Rauber served as military surgeon in the French-German War of 1870. He treated bullet wounds and was able to study the stability and elasticity of bone. After his military service ended in 1872, Wilhelm His offered him a position at the University of Basel in Switzerland. Rauber accepted the position as assistant professor in His’s anatomical institute at Basel, and taught anatomy and regeneration of the nervous system of humans and animals.
In 1873, His moved to the University of Leipzig in Germany and wanted Rauber to follow him in order to prepare dissections and to eventually become chair of topological anatomy. Rauber accepted the proposal, but Leipzig’s administrators did not agree with His’s proposal for Rauber’s professorship which led, at least in part, to the ending of Rauber’s employment at Leipzig.
During Rauber’s time in Leipzig, the relationship between His and Rauber turned less amicable as Rauber challenged a claim that His had made in regard to chick embryology. In the summer of 1874, Rauber began work examining newly fertilized eggs in the chick oviduct. He documented what is now understood as chick gastrulation and believed that his findings were in conflict with what His had observed. His had claimed that the chick embryo was a disc-like structure. Rauber argued that the embryo was better described as a modified gastrula. His and Rauber also disagreed on how the longitudinal axis of an animal developed. The controversy continued as Rauber noted that when His first hypothesized about gastrulation, the figures His made lacked crucial details such as the nuclei, cell membranes, and protoplasm. Rauber was able to explain gastrulation phylogenetically, which His could not do.

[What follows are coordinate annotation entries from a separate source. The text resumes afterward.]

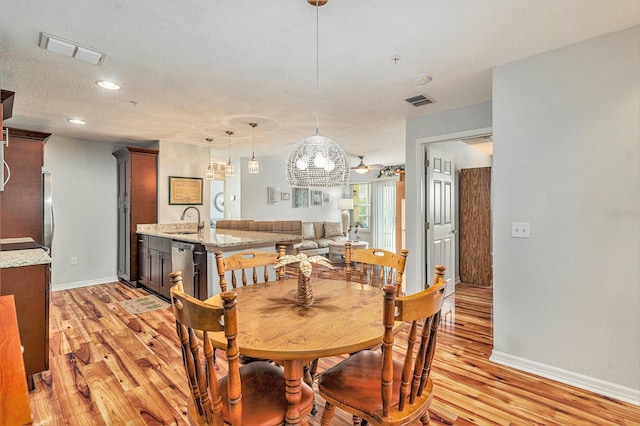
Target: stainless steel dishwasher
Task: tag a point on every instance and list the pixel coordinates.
(182, 260)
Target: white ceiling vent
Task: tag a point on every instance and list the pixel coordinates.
(71, 48)
(419, 100)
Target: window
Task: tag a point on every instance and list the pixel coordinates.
(361, 205)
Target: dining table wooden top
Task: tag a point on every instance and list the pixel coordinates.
(346, 317)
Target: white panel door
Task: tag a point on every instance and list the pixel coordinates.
(441, 219)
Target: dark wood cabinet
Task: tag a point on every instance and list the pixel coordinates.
(200, 284)
(158, 265)
(143, 260)
(137, 203)
(30, 288)
(22, 199)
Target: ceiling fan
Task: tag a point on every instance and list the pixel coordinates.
(363, 168)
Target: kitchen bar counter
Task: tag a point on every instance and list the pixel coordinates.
(216, 239)
(25, 272)
(25, 257)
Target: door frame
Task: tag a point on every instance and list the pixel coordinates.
(426, 235)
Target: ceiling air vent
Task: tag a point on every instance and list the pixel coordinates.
(71, 48)
(419, 100)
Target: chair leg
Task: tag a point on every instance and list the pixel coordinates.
(308, 377)
(327, 415)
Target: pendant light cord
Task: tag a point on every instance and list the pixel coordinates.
(317, 68)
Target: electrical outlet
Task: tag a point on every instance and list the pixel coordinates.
(520, 230)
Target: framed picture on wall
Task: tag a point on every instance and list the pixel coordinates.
(300, 197)
(316, 198)
(273, 195)
(185, 190)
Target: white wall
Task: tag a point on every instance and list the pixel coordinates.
(448, 122)
(273, 173)
(467, 157)
(84, 190)
(566, 160)
(179, 159)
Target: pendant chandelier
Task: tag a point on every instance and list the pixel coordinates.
(209, 174)
(317, 161)
(253, 166)
(229, 169)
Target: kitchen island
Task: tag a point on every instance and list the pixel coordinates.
(159, 254)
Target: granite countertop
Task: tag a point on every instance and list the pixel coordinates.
(17, 258)
(214, 238)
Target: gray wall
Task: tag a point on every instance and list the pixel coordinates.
(566, 159)
(84, 191)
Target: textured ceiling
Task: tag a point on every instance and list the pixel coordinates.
(192, 69)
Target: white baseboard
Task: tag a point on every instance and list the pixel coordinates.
(78, 284)
(612, 390)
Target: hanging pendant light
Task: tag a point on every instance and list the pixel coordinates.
(317, 161)
(208, 175)
(229, 169)
(253, 166)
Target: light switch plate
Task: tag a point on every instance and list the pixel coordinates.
(520, 230)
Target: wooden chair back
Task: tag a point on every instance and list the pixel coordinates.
(249, 267)
(374, 386)
(194, 320)
(422, 311)
(376, 267)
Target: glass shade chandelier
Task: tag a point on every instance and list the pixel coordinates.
(253, 165)
(229, 168)
(317, 161)
(209, 174)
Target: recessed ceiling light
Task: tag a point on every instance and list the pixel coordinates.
(108, 85)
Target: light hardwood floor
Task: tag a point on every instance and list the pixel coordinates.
(108, 366)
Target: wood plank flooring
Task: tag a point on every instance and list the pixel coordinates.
(110, 367)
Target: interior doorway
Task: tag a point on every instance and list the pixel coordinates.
(442, 205)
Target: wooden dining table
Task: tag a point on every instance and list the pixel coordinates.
(345, 318)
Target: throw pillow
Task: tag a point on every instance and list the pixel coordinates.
(308, 231)
(332, 229)
(319, 229)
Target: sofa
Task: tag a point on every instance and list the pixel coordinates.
(315, 235)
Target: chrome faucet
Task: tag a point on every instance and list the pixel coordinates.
(200, 224)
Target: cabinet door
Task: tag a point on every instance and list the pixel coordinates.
(155, 270)
(166, 269)
(143, 260)
(200, 272)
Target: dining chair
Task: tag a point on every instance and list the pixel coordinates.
(249, 395)
(376, 267)
(372, 385)
(256, 262)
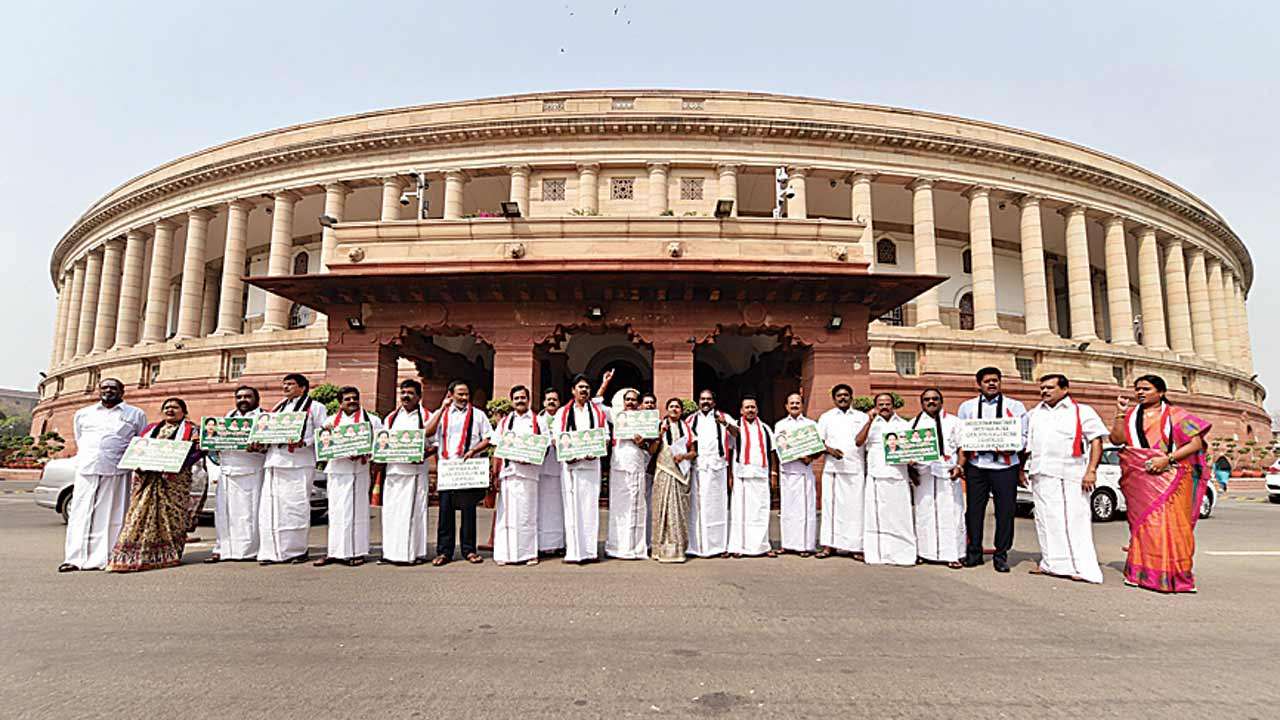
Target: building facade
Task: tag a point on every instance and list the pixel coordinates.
(525, 238)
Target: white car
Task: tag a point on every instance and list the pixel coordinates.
(1107, 501)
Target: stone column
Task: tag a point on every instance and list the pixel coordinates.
(588, 187)
(154, 328)
(88, 302)
(231, 299)
(1179, 305)
(190, 308)
(658, 201)
(1202, 317)
(73, 310)
(1119, 305)
(926, 250)
(109, 295)
(1150, 291)
(520, 187)
(1079, 282)
(983, 259)
(860, 205)
(727, 187)
(1034, 287)
(280, 256)
(392, 188)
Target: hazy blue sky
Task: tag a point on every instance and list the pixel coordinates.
(97, 92)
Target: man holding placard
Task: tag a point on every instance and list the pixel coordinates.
(462, 434)
(288, 473)
(347, 470)
(991, 437)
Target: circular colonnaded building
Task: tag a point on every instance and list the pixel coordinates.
(571, 232)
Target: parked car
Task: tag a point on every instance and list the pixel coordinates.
(1107, 501)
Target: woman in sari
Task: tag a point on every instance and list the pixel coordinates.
(670, 504)
(155, 527)
(1164, 477)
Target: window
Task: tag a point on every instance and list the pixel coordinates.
(622, 188)
(886, 251)
(690, 188)
(904, 360)
(553, 190)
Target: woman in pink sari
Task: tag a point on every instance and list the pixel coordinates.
(1164, 477)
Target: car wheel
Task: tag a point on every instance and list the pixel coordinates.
(1104, 505)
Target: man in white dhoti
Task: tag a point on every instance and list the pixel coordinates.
(755, 472)
(348, 488)
(101, 491)
(405, 488)
(515, 534)
(629, 514)
(551, 505)
(798, 515)
(888, 534)
(1064, 446)
(713, 434)
(936, 487)
(284, 511)
(844, 477)
(580, 479)
(240, 488)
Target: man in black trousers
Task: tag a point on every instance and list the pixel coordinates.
(991, 473)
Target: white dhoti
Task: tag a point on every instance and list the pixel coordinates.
(403, 518)
(236, 515)
(798, 513)
(348, 514)
(1064, 525)
(938, 518)
(284, 513)
(708, 511)
(842, 523)
(515, 532)
(888, 536)
(580, 491)
(629, 511)
(749, 516)
(97, 510)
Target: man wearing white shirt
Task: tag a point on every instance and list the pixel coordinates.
(888, 536)
(844, 477)
(990, 473)
(101, 492)
(240, 490)
(1064, 446)
(348, 488)
(798, 487)
(288, 474)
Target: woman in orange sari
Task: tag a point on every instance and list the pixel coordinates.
(1164, 477)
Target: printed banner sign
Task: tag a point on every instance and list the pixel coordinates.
(155, 454)
(224, 433)
(462, 474)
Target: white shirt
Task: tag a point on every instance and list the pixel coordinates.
(348, 465)
(789, 424)
(1051, 438)
(970, 410)
(241, 461)
(103, 434)
(839, 428)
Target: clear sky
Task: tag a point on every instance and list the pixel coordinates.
(94, 94)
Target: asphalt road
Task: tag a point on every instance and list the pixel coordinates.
(757, 638)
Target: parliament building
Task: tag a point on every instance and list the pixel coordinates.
(736, 241)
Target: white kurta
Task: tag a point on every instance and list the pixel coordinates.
(708, 486)
(750, 500)
(844, 481)
(100, 495)
(888, 537)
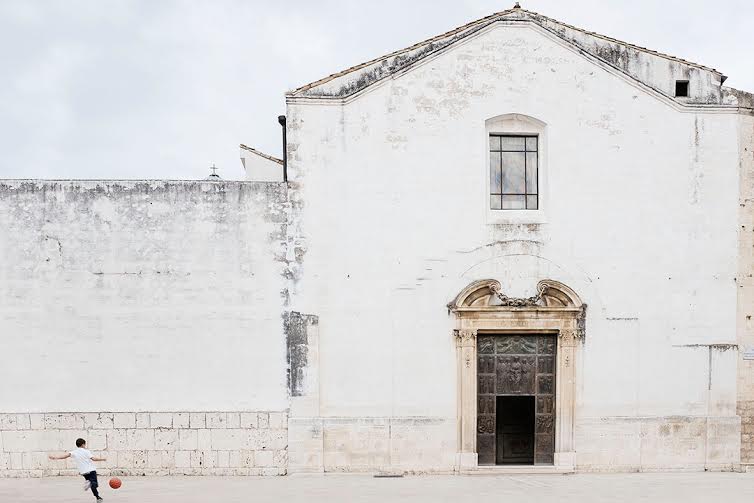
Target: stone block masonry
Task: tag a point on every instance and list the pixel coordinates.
(147, 443)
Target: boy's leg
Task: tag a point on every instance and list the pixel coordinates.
(92, 478)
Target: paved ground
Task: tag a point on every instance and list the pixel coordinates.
(586, 488)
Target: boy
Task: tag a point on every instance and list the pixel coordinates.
(83, 459)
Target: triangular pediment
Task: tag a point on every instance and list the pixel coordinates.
(629, 59)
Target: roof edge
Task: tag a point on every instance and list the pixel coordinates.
(261, 154)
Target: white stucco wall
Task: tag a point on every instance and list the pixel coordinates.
(141, 296)
(146, 317)
(640, 220)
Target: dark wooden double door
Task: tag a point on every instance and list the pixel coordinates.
(515, 399)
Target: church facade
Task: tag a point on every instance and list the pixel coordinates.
(516, 245)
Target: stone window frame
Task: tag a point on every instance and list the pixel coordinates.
(515, 124)
(481, 307)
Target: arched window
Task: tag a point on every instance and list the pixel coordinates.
(515, 167)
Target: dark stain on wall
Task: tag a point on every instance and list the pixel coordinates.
(296, 327)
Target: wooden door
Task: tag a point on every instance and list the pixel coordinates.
(515, 365)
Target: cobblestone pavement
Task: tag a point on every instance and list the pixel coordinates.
(581, 488)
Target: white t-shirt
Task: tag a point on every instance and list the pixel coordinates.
(83, 459)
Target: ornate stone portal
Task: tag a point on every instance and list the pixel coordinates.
(482, 310)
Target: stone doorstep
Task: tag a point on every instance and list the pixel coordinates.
(519, 470)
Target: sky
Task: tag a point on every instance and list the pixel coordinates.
(125, 89)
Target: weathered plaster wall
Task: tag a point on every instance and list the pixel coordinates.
(640, 210)
(145, 298)
(144, 443)
(745, 281)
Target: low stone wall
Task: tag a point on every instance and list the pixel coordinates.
(147, 443)
(664, 443)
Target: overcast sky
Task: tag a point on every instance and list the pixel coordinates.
(162, 89)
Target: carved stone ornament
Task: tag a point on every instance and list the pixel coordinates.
(519, 302)
(487, 293)
(465, 335)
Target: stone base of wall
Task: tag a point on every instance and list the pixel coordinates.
(646, 444)
(746, 412)
(372, 444)
(147, 443)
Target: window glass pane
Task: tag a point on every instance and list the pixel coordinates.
(512, 142)
(531, 173)
(514, 202)
(495, 202)
(531, 202)
(513, 172)
(496, 181)
(494, 142)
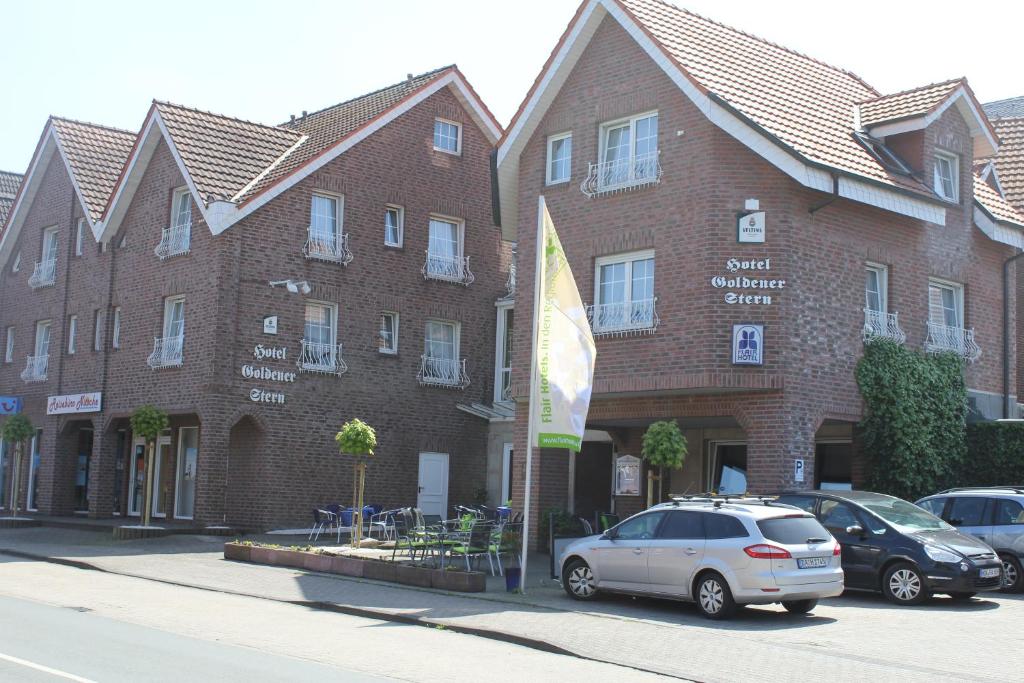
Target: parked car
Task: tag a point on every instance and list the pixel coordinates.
(895, 547)
(994, 515)
(719, 553)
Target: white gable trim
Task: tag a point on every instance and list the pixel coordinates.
(809, 175)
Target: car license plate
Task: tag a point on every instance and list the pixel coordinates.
(812, 562)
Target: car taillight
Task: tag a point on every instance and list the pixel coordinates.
(763, 551)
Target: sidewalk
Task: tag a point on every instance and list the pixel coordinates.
(848, 638)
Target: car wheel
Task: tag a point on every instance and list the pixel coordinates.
(962, 596)
(579, 582)
(800, 606)
(1013, 575)
(714, 597)
(903, 585)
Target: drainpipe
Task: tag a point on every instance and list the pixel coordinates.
(1007, 332)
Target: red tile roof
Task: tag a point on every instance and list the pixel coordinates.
(95, 155)
(908, 103)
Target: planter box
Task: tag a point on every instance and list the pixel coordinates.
(379, 570)
(460, 582)
(410, 574)
(347, 566)
(238, 552)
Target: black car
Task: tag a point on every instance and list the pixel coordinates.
(895, 547)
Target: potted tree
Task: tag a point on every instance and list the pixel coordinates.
(664, 445)
(148, 422)
(17, 430)
(358, 439)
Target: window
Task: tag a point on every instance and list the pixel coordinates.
(448, 136)
(876, 287)
(625, 296)
(116, 333)
(97, 330)
(682, 525)
(559, 158)
(72, 334)
(389, 333)
(945, 304)
(947, 176)
(1008, 512)
(79, 237)
(394, 218)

On 2 June 1875, after long disputes with His, Rauber relinquished his position as prosector. His was well known and commanded a great deal of respect from those around him, and Rauber’s colleagues in Leipzig deserted him. During that time he continued teaching without pay at the Anatomical Institute. Working alone, Rauber wrote articles on gastrulation and created a draft of a classic human anatomy text book, Anatomie des Menschen. Rauber also wrote Cellularmechanik in 1880 with the intention to explain morphogenesis and heredity.
Rauber received a professorship in 1886 when Carl von Kupffer suggested that Rauber be appointed professor of Anatomy at the University of Dorpat in Tartu, Estonia. Rauber taught anatomy, histology, and embryology at the university and worked alongside Alexander Schmidt, Dietrich Barfurth, Max Runge and Emil Kraepelin.
In 1911, Rauber retired and continued his solitary life. He had joined in the social life at Dorpat, but his colleagues abandoned him after he married his Estonian housekeeper, a move that was disaproved at that time. During the winter of 1916, he became ill, but did not seek a doctor. Rauber died on 6 February 1917.
Sources
- Aunappu, M., Puusuepp, M., Toomsalu, M., and Arend, A. “Tartu Old Anatomical Theatre 200-Contribution of German Anatomist.” Annals of Anatomy 187 (2005): 415–20.
- Brauckmann, Sabine. "August Rauber (1841–1917): From the Primitive Streak to Cellularmechanik." International Journal of Developmental Biology 50 (2006): 439–49.
- Stern, Claudio D., ed. Gastrulation: From Cells to Embryo. Cold Spring Harbor: Cold Spring Harbor Laboratory Press, 2004.